What the Study Reveals
The increasing occurrence of breast cancer has given rise to the idea that the disease may be linked to vitamin D deficiency. There have been previous studies on this topic that connected higher levels of vitamin D to a lower risk of breast cancer but this is the first study that was completed over a long-term timeframe.
The research conducted studied 38, 375 women under the age of 70 who had been diagnosed with primary breast cancer. They compared each of them with five women born in the same year and randomly selected those were not exposed to sunlight throughout the day. To understand this, a job exposure matrix was used to assess each woman's occupational exposure to sunlight.
The study uncovered that long-term occupational exposure was associated with a lower risk of breast cancer after the age of 50. In these women, sun exposure for 20 or more years was associated with a 17% lower risk of a breast cancer diagnosis while the highest level of cumulative exposure was associated with 11% reduced odds.

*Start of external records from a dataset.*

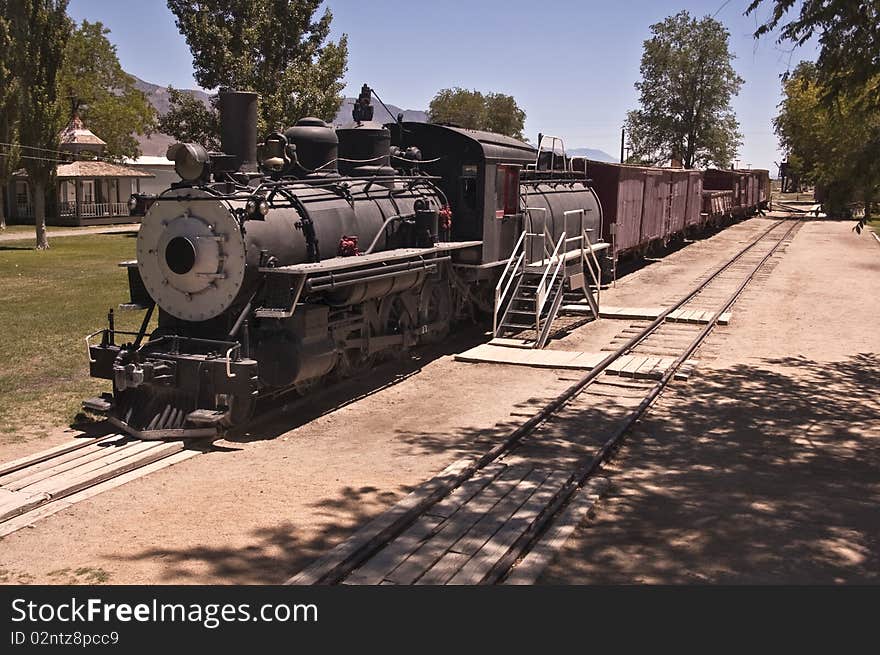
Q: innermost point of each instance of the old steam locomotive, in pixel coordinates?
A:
(319, 251)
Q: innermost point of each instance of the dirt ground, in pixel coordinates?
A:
(765, 466)
(257, 509)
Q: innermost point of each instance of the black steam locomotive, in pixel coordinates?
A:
(320, 250)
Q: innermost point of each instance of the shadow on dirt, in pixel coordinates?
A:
(753, 474)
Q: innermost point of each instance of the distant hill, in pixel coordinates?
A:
(157, 143)
(158, 95)
(590, 153)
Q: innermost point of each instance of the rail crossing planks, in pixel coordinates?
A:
(698, 316)
(644, 367)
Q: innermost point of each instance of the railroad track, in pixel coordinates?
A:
(499, 517)
(39, 485)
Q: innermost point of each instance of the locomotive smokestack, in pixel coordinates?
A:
(238, 127)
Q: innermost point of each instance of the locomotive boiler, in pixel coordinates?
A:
(274, 267)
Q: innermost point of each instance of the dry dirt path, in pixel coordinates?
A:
(258, 509)
(765, 466)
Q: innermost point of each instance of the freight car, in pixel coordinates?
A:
(645, 208)
(274, 267)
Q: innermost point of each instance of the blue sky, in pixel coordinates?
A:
(570, 64)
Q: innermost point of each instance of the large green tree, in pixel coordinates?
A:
(686, 87)
(190, 120)
(8, 108)
(472, 109)
(40, 29)
(92, 82)
(832, 145)
(278, 48)
(848, 33)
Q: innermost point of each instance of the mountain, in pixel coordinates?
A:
(158, 95)
(380, 114)
(590, 153)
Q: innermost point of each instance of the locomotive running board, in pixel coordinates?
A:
(335, 264)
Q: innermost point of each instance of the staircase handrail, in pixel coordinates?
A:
(543, 287)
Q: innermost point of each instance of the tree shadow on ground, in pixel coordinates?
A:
(753, 474)
(295, 410)
(276, 551)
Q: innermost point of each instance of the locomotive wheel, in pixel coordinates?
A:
(435, 304)
(394, 316)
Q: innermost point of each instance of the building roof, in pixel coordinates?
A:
(76, 133)
(98, 169)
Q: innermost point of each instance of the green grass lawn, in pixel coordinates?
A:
(49, 301)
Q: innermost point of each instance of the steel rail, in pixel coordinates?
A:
(340, 571)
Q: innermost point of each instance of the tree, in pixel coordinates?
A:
(40, 30)
(495, 112)
(190, 121)
(849, 36)
(687, 84)
(832, 145)
(8, 109)
(92, 83)
(273, 47)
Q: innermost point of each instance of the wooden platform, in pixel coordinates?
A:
(30, 485)
(634, 366)
(697, 316)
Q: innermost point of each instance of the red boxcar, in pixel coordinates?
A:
(655, 206)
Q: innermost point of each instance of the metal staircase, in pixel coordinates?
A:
(534, 283)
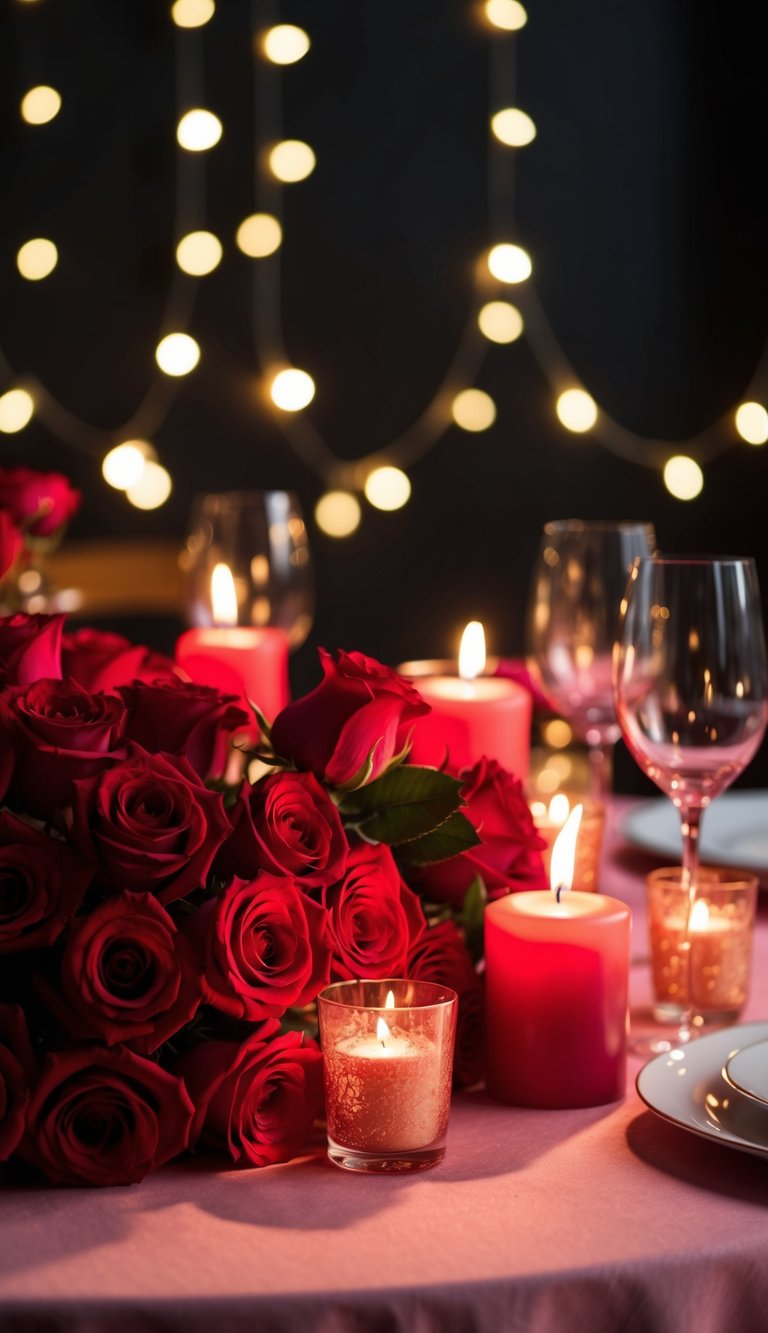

The researcher concludes an inverse association between long-term sunlight exposure and late-onset breast cancer.
The Importance of Vitamin D
Maintaining the right level of vitamin D is critical for your health. Vitamin D plays an important role in maintaining bone and musculoskeletal health and even helps improve resistance to certain diseases. Recent research unveiled that it may also play a significant role in warding off infection and cancer. The human body generates vitamin D throughout the day by being exposed to sunlight. As such, people who spend time outdoors throughout the day are exposed to considerably higher levels of vitamin D than those who are indoors. Certain foods also contain vitamin D, such as fatty fish, cheese and egg yolks.
In addition, previous research showed that vitamin D deficiency increased the risk for breast cancer among pre-menopausal and post-menopausal women. The study revealed that newly diagnosed premenopausal that more than 50% of women with breast cancer have very severe or severe vitamin D deficiency.
Vitamin D Recommendations
Did you know that vitamin D deficiency is one of the most common deficiencies in the world? The primary source of vitamin D is UVB sunlight; while vitamin D is essential, the FDA recommends applying broad spectrum sunscreen with an SPF of 15 or higher, even on cloudy days.
The recommended daily value of vitamin D is 1,000-1,200 per day depending on your age. However, if you are not exposed to sunlight throughout the day, you may need more.